On the other hand, I'm not so keen on Debussy, except perhaps the Nocturnes for its inventiveness.


----------



## flamencosketches (Jan 4, 2019)

Couldn't agree more OP. I'm quite obsessed with both composers, but these days, more so Ravel. I just caught one of his works live for the first time (the G major piano concerto). I'm sure I will come back around to Debussy, and I do listen to his piano music often, just less so his orchestral music lately. I think Ravel was probably the better orchestrator of the two, but it's close.

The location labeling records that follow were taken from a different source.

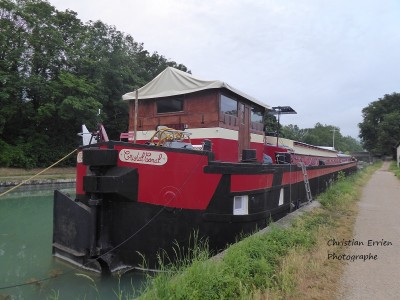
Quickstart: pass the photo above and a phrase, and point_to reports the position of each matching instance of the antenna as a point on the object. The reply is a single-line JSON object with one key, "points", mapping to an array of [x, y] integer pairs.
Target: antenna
{"points": [[279, 110]]}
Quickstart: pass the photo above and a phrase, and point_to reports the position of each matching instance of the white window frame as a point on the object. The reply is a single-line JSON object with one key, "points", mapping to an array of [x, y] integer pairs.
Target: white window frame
{"points": [[281, 197], [243, 200]]}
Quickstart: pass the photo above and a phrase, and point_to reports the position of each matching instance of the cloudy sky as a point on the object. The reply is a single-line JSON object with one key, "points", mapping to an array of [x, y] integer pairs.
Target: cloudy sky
{"points": [[328, 59]]}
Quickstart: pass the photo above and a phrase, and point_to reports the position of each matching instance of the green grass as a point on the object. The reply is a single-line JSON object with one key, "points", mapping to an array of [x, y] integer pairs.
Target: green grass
{"points": [[393, 168]]}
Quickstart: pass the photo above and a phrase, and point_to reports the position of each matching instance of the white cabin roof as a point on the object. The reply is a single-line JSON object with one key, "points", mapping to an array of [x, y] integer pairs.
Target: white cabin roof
{"points": [[172, 82]]}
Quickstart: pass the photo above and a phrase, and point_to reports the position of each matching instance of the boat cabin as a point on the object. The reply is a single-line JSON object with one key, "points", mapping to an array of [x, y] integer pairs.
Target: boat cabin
{"points": [[209, 110]]}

Have you heard Pelléas et Mélisande? I think that might be the next step for me. I love what I've heard of it.


----------



## Strange Magic (Sep 14, 2015)

Debussy and Ravel! Perhaps the closest pairing of similar yet still distinct talents in classical music composition. Wary, appreciative, sometimes slightly acid rivals. It's always interesting to read comments and analyses of the two by musicologists, music historians, textbook authors and the like. But such wondrous works, of almost unvarying high quality! They are a mainstay of my enjoyment of music.


----------



## janxharris (May 24, 2010)

Never heard the orchestral version of 'flaxen hair' before. Just wow.

Almost sounds like Vaughan Williams.


----------



## paulbest (Apr 18, 2019)

Captainnumber36 said:


> Their music really speaks to me, that haunting lingering feeling of a quiet madness is bittersweet in the best of ways. I think their music represents the mood I'm in most of the time.
> 
> Anyone else really reinstate with them?

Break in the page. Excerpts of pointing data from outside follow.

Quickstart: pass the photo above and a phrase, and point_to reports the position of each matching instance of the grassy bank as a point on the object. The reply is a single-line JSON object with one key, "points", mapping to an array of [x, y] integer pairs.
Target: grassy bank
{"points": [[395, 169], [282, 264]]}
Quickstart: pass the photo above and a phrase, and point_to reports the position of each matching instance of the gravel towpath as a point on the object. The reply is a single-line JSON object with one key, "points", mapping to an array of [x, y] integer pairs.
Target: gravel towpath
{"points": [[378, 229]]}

Ravel is like Mozart in creative genius of archetypal beauty. 
Debussy has so much beauty, it is often indescribable.


----------



## Captainnumber36 (Jan 19, 2017)

flamencosketches said:


> Couldn't agree more OP. I'm quite obsessed with both composers, but these days, more so Ravel. I just caught one of his works live for the first time (the G major piano concerto). I'm sure I will come back around to Debussy, and I do listen to his piano music often, just less so his orchestral music lately. I think Ravel was probably the better orchestrator of the two, but it's close.
> 
> Have you heard Pelléas et Mélisande? I think that might be the next step for me. I love what I've heard of it.


I've watched/heard Pelleas et Melisande and it is probably my favorite Opera.


----------



## regenmusic (Oct 23, 2014)

I find I like French composers more in general. Couperin and Rameau from long ago, Honegger, Milhaud and the Impressionists from the 20th Century.

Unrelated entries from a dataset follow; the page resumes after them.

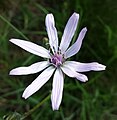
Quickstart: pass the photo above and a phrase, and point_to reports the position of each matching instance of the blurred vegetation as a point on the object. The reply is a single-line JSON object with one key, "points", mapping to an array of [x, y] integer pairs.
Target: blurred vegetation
{"points": [[24, 19]]}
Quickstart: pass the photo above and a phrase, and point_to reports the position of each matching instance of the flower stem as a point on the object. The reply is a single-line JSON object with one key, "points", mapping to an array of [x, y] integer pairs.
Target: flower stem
{"points": [[34, 108]]}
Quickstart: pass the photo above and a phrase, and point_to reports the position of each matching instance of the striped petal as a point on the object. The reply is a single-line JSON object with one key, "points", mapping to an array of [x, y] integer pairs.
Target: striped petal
{"points": [[77, 45], [69, 32], [57, 90], [34, 68], [52, 32], [31, 47], [38, 82], [69, 71], [85, 67]]}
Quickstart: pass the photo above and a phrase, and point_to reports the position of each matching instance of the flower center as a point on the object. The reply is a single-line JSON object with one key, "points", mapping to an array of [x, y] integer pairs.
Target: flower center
{"points": [[57, 60]]}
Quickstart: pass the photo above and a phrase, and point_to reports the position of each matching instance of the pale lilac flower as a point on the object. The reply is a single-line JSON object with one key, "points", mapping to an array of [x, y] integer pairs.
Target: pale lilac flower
{"points": [[56, 60]]}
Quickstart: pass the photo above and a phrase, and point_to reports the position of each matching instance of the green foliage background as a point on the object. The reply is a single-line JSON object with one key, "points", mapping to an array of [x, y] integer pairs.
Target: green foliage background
{"points": [[24, 19]]}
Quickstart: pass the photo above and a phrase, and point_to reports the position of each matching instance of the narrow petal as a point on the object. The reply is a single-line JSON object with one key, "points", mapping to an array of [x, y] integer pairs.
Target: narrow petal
{"points": [[57, 90], [85, 67], [69, 71], [38, 82], [34, 68], [31, 47], [77, 45], [69, 32], [52, 32]]}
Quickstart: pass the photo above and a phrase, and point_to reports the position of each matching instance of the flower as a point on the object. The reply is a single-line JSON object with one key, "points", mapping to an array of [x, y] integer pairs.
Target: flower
{"points": [[56, 60]]}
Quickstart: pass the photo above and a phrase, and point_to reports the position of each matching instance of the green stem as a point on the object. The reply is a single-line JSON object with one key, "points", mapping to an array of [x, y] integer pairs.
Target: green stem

Jean Françaix: Quintetto per fiati No.2 (1987) A more modern French composer I like.


----------



## jdec (Mar 23, 2013)

Captainnumber36 said:


> I've watched/heard Pelleas et Melisande and it is probably my favorite Opera.


Yes nice opera. What others do you know well?


----------



## Captainnumber36 (Jan 19, 2017)

jdec said:


> Yes nice opera. What others do you know well?


Fidelio, Figaro, The Magic Flute and Don Giovanni (the only one I've seen live). I was _listening_ to one by Wagner the other day, and found it great.


----------



## Captainnumber36 (Jan 19, 2017)

regenmusic said:


> I find I like French composers more in general. Couperin and Rameau from long ago, Honegger, Milhaud and the Impressionists from the 20th Century.
> 
> 
> 
> ...


I like it!


----------